This Pride month, a new anthology featuring the work of queer poets such as Langston Hughes, Ocean Vuong and Kae Tempest is “questioning and redefining what we mean by a ‘queer’ poem”.
100 Queer Poems, edited by Andrew McMillan and Mary Jean Chan, features work from 20th-century poets as well as contemporary LGBTQ+ voices. It’s a “landmark” anthology, said one of the contributing poets, Kit Fan, because there hasn’t been a collection of this kind “for probably two or three decades”. McMillan has described the book as “an update” to the Penguin Book of Homosexual Verse, the last major anthology of queer poems, published in 1986.

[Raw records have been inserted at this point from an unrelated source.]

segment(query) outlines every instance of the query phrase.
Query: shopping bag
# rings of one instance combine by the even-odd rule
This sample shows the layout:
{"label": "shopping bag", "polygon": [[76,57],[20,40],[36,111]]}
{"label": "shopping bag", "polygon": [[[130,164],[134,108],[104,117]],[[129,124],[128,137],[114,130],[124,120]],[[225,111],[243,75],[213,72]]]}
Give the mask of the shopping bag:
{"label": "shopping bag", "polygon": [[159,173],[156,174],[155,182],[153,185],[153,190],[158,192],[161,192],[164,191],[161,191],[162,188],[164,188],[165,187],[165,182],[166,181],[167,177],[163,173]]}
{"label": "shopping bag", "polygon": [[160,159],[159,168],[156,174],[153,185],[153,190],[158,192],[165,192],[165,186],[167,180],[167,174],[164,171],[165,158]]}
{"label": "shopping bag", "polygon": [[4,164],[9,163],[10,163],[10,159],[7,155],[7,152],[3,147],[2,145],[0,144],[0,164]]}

Jay Bernard, whose first poetry collection Surge was based on the New Cross fire archives and won the Ted Hughes award, said 100 Queer Poems was “coming at a critical, contradictory juncture: widespread hatred and distrust of trans people alongside huge efforts at representation and inclusion; general acceptance of cis gay and bisexual people yet rising intolerance post-Brexit; an increasingly vocal and visible intersex population, yet few legal rights or protections for them”.
They added: “It will be interesting to see what poets today capture of this moment and how things shift in 10 or 20 years.”
McMillan and Chan are both acclaimed poets themselves – McMillan has won the Guardian first book award, the Somerset Maugham award and the Polari prize for his work, while Chan’s debut collection Flèche won the 2019 Costa poetry award.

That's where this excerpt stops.